Conan Kornetsky wins Nathan B. Eddy Award
Conan Kornetsky of MED wins lifetime achievement in addiction research and treatment

At the 2005 annual meeting of the College on Problems of Drug Dependence (CPDD), Conan Kornetsky, a School of Medicine professor of psychiatry and pharmacology, received the Nathan B. Eddy Award to acknowledge outstanding research efforts that have advanced knowledge in the field of addiction research and treatment.
“He strongly believes that his responsibility was not only to carry out research and give lectures to medical students, but to mentor graduate students. He has found that mentoring graduate students is as reinforcing to him as is the reinforcement of the research itself,” according to a statement from the CPDD.

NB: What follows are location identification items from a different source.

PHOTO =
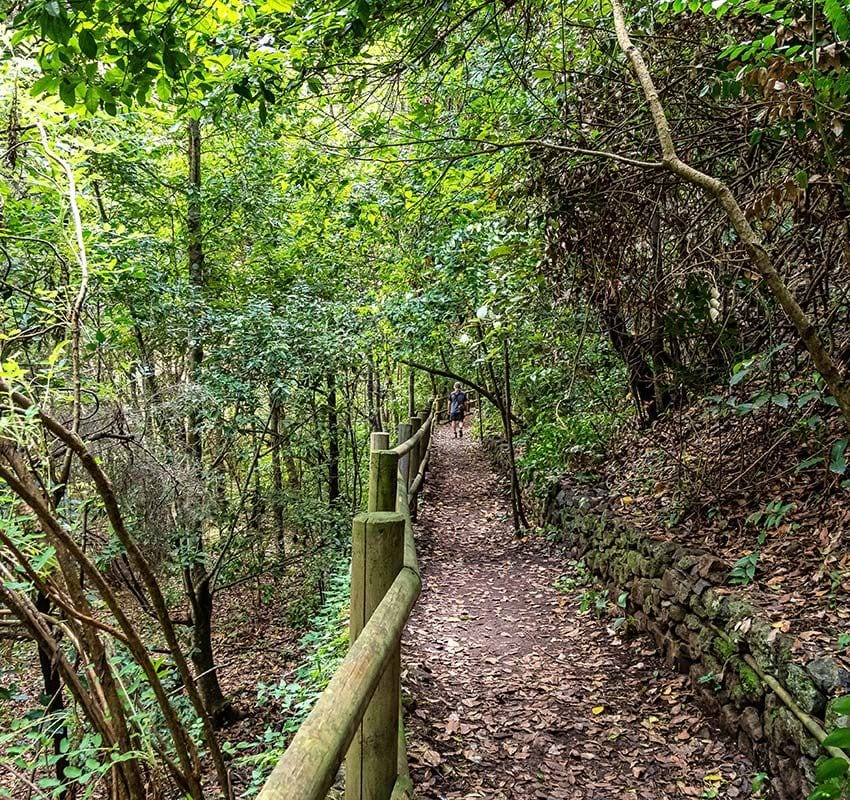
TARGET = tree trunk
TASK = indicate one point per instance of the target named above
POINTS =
(806, 330)
(333, 441)
(277, 483)
(197, 576)
(520, 520)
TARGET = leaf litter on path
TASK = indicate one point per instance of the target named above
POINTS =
(511, 693)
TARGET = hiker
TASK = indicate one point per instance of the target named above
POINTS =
(458, 406)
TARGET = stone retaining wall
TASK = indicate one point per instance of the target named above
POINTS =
(679, 596)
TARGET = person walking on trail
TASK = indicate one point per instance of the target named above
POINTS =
(458, 406)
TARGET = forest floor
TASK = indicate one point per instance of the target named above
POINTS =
(514, 693)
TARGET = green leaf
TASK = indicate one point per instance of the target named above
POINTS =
(163, 89)
(842, 705)
(276, 6)
(737, 377)
(840, 737)
(47, 84)
(92, 99)
(837, 14)
(831, 768)
(87, 43)
(67, 93)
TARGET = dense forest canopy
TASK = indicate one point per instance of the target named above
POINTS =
(230, 231)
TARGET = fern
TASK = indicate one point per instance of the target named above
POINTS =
(838, 17)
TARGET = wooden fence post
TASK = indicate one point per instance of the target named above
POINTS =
(377, 557)
(383, 474)
(405, 431)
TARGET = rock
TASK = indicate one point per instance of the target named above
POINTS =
(834, 719)
(827, 675)
(750, 722)
(712, 569)
(803, 690)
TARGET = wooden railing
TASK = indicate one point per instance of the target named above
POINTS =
(359, 713)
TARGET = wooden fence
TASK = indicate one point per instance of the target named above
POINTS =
(358, 716)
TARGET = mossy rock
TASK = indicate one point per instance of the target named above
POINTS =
(802, 688)
(832, 718)
(745, 686)
(725, 647)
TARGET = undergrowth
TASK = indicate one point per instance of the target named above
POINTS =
(323, 648)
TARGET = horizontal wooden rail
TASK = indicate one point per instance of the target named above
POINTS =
(362, 698)
(405, 447)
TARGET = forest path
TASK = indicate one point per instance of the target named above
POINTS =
(515, 693)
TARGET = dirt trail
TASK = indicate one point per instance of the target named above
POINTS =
(514, 693)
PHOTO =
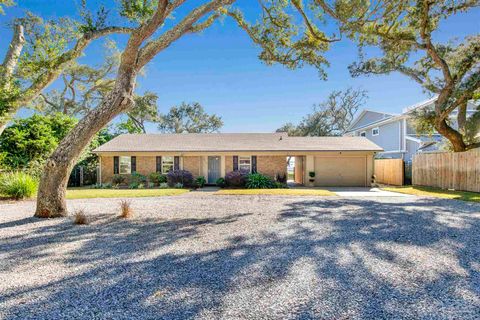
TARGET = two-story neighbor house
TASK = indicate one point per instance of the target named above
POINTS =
(393, 133)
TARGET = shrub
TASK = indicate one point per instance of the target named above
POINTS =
(236, 179)
(80, 217)
(134, 185)
(180, 176)
(280, 185)
(157, 178)
(221, 183)
(125, 209)
(281, 177)
(163, 185)
(259, 181)
(118, 179)
(200, 181)
(18, 185)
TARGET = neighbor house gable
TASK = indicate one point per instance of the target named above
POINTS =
(367, 117)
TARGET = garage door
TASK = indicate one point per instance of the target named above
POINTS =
(340, 171)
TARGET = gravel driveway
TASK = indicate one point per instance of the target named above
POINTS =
(229, 257)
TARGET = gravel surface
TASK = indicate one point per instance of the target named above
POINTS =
(250, 257)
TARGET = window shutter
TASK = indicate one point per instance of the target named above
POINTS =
(133, 164)
(159, 164)
(235, 163)
(176, 163)
(115, 165)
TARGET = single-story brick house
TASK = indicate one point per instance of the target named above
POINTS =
(336, 161)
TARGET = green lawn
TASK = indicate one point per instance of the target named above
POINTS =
(435, 192)
(278, 192)
(83, 193)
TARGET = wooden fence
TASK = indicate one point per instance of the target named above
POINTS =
(458, 171)
(389, 171)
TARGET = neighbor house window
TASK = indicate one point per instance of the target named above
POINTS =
(167, 164)
(245, 164)
(125, 165)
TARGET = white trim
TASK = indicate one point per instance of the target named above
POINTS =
(413, 139)
(364, 111)
(393, 151)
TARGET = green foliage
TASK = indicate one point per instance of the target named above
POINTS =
(138, 10)
(189, 118)
(332, 117)
(221, 182)
(46, 42)
(18, 185)
(137, 178)
(200, 181)
(157, 178)
(5, 3)
(259, 181)
(92, 22)
(31, 140)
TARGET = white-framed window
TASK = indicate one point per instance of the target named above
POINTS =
(245, 163)
(167, 164)
(125, 165)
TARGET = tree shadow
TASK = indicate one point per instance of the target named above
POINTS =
(316, 259)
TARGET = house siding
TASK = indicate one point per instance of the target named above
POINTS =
(368, 118)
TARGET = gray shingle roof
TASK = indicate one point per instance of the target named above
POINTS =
(233, 142)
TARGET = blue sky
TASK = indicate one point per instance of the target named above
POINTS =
(219, 68)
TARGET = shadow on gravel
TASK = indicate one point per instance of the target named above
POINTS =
(348, 257)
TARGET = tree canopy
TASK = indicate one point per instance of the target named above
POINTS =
(404, 30)
(189, 118)
(331, 117)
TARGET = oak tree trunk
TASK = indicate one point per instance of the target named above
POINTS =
(51, 201)
(455, 137)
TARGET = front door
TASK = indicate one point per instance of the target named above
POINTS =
(213, 169)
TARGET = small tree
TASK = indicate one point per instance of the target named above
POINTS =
(277, 33)
(189, 118)
(331, 117)
(402, 30)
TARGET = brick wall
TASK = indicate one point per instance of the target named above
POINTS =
(145, 166)
(107, 169)
(271, 165)
(228, 164)
(192, 164)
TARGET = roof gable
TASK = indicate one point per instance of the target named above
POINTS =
(233, 142)
(367, 117)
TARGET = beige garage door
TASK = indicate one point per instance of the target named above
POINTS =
(340, 171)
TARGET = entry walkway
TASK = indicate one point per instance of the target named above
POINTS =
(365, 192)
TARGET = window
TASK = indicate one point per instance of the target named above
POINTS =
(245, 164)
(125, 165)
(167, 164)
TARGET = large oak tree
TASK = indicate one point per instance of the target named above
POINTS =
(38, 53)
(405, 32)
(281, 38)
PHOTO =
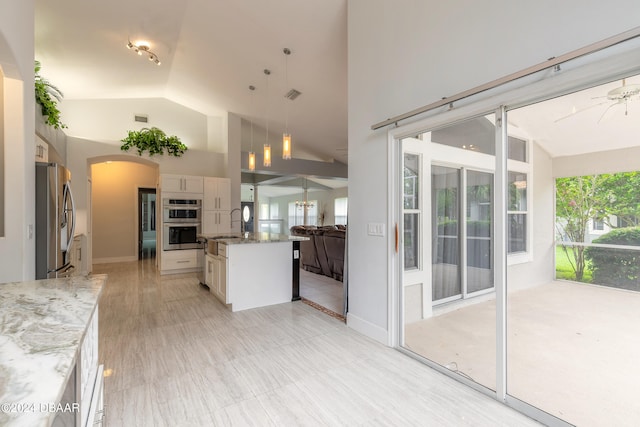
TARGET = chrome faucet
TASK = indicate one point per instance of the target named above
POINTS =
(241, 219)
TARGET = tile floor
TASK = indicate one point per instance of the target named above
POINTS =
(175, 356)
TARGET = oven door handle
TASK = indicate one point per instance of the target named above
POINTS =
(182, 207)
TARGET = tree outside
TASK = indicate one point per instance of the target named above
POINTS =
(611, 198)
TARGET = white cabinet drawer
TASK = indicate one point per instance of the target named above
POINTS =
(174, 264)
(178, 260)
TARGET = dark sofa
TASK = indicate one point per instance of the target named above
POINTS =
(323, 253)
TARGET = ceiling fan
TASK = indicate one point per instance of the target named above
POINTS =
(620, 95)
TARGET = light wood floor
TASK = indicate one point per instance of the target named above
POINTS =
(323, 290)
(175, 356)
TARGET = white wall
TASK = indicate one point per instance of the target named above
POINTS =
(115, 208)
(81, 153)
(407, 53)
(541, 268)
(108, 120)
(17, 249)
(624, 160)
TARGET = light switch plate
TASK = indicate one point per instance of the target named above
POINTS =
(376, 229)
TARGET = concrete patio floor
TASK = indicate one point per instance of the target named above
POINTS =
(573, 350)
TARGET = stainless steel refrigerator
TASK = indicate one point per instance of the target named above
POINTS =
(55, 221)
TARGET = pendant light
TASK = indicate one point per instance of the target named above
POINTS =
(267, 148)
(286, 136)
(252, 154)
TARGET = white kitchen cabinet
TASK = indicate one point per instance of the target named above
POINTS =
(186, 259)
(216, 222)
(217, 194)
(216, 206)
(216, 276)
(91, 377)
(181, 184)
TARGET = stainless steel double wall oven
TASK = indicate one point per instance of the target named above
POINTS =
(182, 219)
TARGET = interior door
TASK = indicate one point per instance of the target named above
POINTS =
(416, 276)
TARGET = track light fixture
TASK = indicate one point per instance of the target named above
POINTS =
(141, 47)
(266, 161)
(286, 136)
(252, 154)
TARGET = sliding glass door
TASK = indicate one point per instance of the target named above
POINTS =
(448, 220)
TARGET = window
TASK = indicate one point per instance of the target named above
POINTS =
(517, 213)
(598, 224)
(312, 212)
(274, 212)
(264, 210)
(340, 210)
(295, 215)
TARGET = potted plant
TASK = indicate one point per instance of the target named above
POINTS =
(48, 96)
(153, 140)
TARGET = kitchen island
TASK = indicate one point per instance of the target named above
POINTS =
(49, 371)
(253, 269)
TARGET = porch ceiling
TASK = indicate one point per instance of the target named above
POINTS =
(582, 122)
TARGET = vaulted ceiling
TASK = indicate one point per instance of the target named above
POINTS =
(210, 52)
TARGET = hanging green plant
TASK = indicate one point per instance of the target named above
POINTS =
(153, 140)
(48, 96)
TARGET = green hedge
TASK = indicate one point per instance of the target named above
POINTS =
(619, 268)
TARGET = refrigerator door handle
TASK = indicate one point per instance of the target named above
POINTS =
(70, 211)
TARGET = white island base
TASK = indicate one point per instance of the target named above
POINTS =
(258, 274)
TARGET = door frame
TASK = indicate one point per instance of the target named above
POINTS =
(141, 192)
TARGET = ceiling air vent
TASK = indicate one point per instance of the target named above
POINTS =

Kornetsky was born in Portland Maine, graduated from Portland High School in 1943 and after serving in the Army Air Corps, attended the University of Maine, graduating in 1948. He received his Ph.D. in 1952 in Psychology from the University of Kentucky, in Lexington, KY. It was while he was a graduate student that he did his first research on drug addiction at the USPHS Hospital in Lexington, KY. He then joined the research staff of the National Institute of Mental Health in Bethesda, MD and in 1959 he joined the faculty of Boston University School of Medicine.
In 1970, he was named as a Fellow of the American Association for the Advancement of Science. In 1986, he served as President of Division 28 (Psychopharmacology and Substance Abuse) of the American Psychological Association. In 1998, Kornetsky was named Alumnus of the Year by the Department of Psychology, University of Kentucky and in 2002 the College on Problems of Drug Dependence presented him with the Mentorship Award for exemplary mentorship to developing researchers in the field of drug dependence.
The Nathan B. Eddy Memorial Award was established in memory of one of the pioneers in the field of drug dependence, following his death in 1973. The award is presented annually by the College on Problems of Drug Dependence, the largest and oldest organization for the scientific study of drug dependence and addictions. The presentation was made in June at the College’s 67th annual meeting in Orlando, Florida.